Rashid limped along the ragged line of new recruits arrayed before him on the sun-baked stones of the Maintainer's Campus. The long shadow of the Tabernacle of Benevolent Sacrifice lay parallel to the serried ranks of ill-fed men. In his new breastplate, stamped with the Maintainer's blazing sun, and heavy surcoat he felt the heat of the day like a weight pressing down on him. The click of his iron-shod cane's butt against the flagstones echoed in counterpoint to his uneven steps, made weighty by the spurs of his sabaton boots. “You have been drafted by order of His Immensity the Hierophant for service in the army of the People's Confederacy,” said Rashid. He came to a halt, swung his cane up onto his shoulder and turned to stare at the nearest recruit. He was a boy, no older than sixteen and still smooth-cheeked with youth. Rashid tapped his cane against his pauldron. “I suspect that, like all small dogs, attention from on high has convinced you of your own importance.” He whipped his cane forward in the vicious stop-thrust he had used in his duel with Latif the Dagger. It hissed through the air toward the stricken recruit and stopped, its point quivering, an inch from the boy's throat.

Rashid smiled thinly at the blushing conscript. “I am here to assure you that it has not.”

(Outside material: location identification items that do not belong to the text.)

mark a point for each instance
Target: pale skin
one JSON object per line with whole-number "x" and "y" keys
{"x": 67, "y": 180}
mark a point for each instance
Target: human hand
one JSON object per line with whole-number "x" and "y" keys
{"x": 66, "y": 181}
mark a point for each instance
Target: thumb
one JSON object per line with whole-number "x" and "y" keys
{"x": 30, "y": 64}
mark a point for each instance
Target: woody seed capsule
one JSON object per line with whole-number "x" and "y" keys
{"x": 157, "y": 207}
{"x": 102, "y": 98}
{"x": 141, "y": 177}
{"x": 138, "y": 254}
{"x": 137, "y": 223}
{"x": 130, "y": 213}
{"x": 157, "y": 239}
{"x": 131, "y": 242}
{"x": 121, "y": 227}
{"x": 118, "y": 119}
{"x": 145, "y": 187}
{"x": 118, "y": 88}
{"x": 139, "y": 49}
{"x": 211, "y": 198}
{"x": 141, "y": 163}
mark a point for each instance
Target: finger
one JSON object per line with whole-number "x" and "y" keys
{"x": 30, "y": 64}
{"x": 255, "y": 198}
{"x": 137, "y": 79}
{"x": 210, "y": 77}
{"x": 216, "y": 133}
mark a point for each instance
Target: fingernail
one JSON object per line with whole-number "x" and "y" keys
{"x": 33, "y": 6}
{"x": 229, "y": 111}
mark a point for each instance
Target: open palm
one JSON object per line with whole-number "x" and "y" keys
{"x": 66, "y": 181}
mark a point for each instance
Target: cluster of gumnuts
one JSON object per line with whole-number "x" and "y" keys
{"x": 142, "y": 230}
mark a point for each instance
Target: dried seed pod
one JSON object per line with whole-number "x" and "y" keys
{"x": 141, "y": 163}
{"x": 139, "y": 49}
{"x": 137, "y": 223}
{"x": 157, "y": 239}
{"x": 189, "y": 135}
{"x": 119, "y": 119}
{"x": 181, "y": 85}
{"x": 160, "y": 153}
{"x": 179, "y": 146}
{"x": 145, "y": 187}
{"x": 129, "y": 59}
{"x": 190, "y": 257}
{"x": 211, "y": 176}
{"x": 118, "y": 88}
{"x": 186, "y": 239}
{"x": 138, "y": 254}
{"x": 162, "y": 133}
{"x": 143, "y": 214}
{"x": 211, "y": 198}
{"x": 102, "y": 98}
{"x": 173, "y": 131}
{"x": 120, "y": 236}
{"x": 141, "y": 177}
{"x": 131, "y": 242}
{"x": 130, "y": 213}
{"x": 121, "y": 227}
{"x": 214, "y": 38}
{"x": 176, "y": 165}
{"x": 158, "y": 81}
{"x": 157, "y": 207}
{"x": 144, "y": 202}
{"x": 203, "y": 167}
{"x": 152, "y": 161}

The cane's butt slammed down against hot stone. Rashid gripped it in both armored hands and leaned his weight against it, shifting as pain throbbed in his bad leg. He was too old. The recruit's face was pale, his throat working frantically. Rashid forced a sneer. “The depth of your unimportance is beyond imagining. You are small dogs, fit for the sleeves of fat, perfumed noblewomen. Your arms are weak, your feet are soft, your hearts are womanish. Who among you has killed a man?”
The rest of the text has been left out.